Poco a poco los árboles confundieron sus
copas y bajo el cielo azul, resplandeciente de sol, la enorme masa de follaje
se extendió desde el borde del río hasta el lejano horizonte. Ni rastro quedó
de la ciudad, ni tejados, ni muros. A veces, se oía un ruido sordo de algo que
se desmoronaba, último eco de las ruinas, o cómo el golpe de hacha de un
leñador enfurecido retumbaba en las profundidades del follaje. Sólo el silencio
vibrante, rumoroso, zumbante, nubes de
mariposas blancas que giraban sobre la ribera desierta y, lejos, hacia alta
mar, un barco que huía, con tres grandes árboles verdes erguidos en medio de
sus velas, y que llevaba a los últimos emigrantes de lo que fue Wood'stown…

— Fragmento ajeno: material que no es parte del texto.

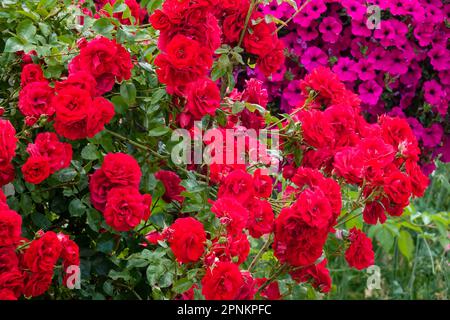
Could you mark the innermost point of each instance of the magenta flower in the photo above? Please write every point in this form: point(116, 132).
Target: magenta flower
point(439, 58)
point(344, 68)
point(355, 9)
point(308, 33)
point(433, 93)
point(330, 28)
point(313, 58)
point(365, 70)
point(370, 92)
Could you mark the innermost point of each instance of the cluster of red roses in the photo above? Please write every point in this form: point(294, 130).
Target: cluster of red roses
point(27, 267)
point(75, 103)
point(191, 31)
point(381, 158)
point(137, 13)
point(115, 192)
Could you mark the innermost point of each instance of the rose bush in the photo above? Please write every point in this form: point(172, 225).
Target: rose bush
point(96, 201)
point(394, 54)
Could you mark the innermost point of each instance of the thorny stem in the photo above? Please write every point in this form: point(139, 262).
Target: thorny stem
point(260, 253)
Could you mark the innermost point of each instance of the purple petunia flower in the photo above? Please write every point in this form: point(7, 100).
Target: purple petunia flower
point(344, 69)
point(313, 58)
point(370, 92)
point(330, 28)
point(365, 70)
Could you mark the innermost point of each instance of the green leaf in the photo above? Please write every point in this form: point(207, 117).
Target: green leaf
point(182, 285)
point(406, 244)
point(158, 131)
point(89, 152)
point(66, 175)
point(13, 45)
point(128, 92)
point(27, 30)
point(76, 208)
point(103, 26)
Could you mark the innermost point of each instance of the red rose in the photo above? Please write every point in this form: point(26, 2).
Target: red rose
point(222, 282)
point(255, 93)
point(374, 212)
point(37, 283)
point(8, 143)
point(31, 73)
point(8, 259)
point(126, 208)
point(6, 174)
point(10, 226)
point(35, 99)
point(232, 27)
point(118, 170)
point(43, 253)
point(184, 62)
point(47, 145)
point(262, 184)
point(82, 80)
point(248, 289)
point(70, 251)
point(348, 163)
point(295, 242)
point(106, 60)
point(7, 294)
point(103, 113)
point(397, 187)
point(316, 129)
point(203, 97)
point(238, 185)
point(160, 21)
point(261, 218)
point(187, 239)
point(360, 254)
point(171, 182)
point(272, 61)
point(272, 291)
point(12, 281)
point(36, 169)
point(419, 181)
point(78, 116)
point(318, 273)
point(231, 213)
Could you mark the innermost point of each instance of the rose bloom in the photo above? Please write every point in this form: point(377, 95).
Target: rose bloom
point(10, 226)
point(360, 254)
point(187, 239)
point(36, 169)
point(106, 60)
point(37, 283)
point(126, 208)
point(43, 253)
point(231, 213)
point(12, 281)
point(117, 170)
point(222, 282)
point(261, 218)
point(47, 145)
point(238, 185)
point(8, 142)
point(35, 99)
point(31, 73)
point(203, 97)
point(172, 186)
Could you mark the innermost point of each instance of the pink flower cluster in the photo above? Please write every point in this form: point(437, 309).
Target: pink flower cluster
point(398, 66)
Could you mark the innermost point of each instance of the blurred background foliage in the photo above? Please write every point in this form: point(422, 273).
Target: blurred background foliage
point(411, 251)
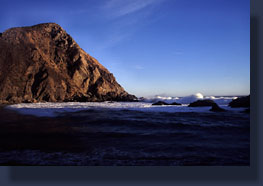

Bien public, 27 mayo 1873. En Contes choisis: la fantaisie et l'histoire (1882).
Agradezco la mágnífica traducción que de
“Wood'stown” y de otros cuentos franceses ha realizado para esta sección
Anne-Claire Girod, profesora de Lengua Española en la isla de la Reunión, en el
óceano Índico, y actualmente en comisión de servicios en la isla de Wallis,
Colectividad de Ultramar Francesa, en el océano Pacífico Sur.
Comentario
En
la producción cuentística de Daudet, de carácter preferentemente costumbrista y
de temática tan ligada a Francia, resulta sorprendente este cuento que presenta
una “salida” hacia la fantasía, desligada de la realidad histórica y/o
cotidiana. Con tono épico y ubicándola en una zona ficticia de los Estados
Unidos de Norteamérica, Daudet cuenta una fábula sobre cómo una naturaleza
airada y vengativa reacciona destructivamente contra la industriosa
laboriosidad del hombre. Los dos protagonistas -o “primeros luchadores”- son el
tupido y viejo bosque, arraigado en los humedales próximos al Río Rojo, y una
masa anónima de seres humanos que ha decidido usurparle su territorio. Con
esfuerzo titánico, los hombres talan el bosque y levantan una nueva y
floreciente ciudad de madera. Pero el bosque acecha el trabajo constante de los
usurpadores y, a su modo, él también trabaja haciendo renacer y reverdecer por
todas partes su realidad vegetal, refugio y alimento para todos los animales.
Tal es el impulso vital del viejo bosque que incluso la madera ya inerme que
sustenta la ciudad, la de vigas, puertas y ventanas, escaleras y muebles,
reverdece, retoña y regresa a su prístina identidad. Y tanto es así que los
pobladores han de abandonar precipitadamente la ciudad, transmutada en verde e
intrincada maraña natural que todo lo invade. La fábula remata con la bella
imagen del navío en que huyen los últimos habitantes, alejándose en el mar y
empenachado por los tres frondosos árboles en que se han convertido sus
mástiles.
El cuento no es tan fantástico como parece
a primera vista. Una atenta mirada a nuestro planeta pone de relieve la
profunda verdad de lo que metafóricamente dice Daudet: no puede lucharse
impunemente contra la Naturaleza, porque, renovándose o desertizándose, la
Tierra se venga siempre de la acción del hombre.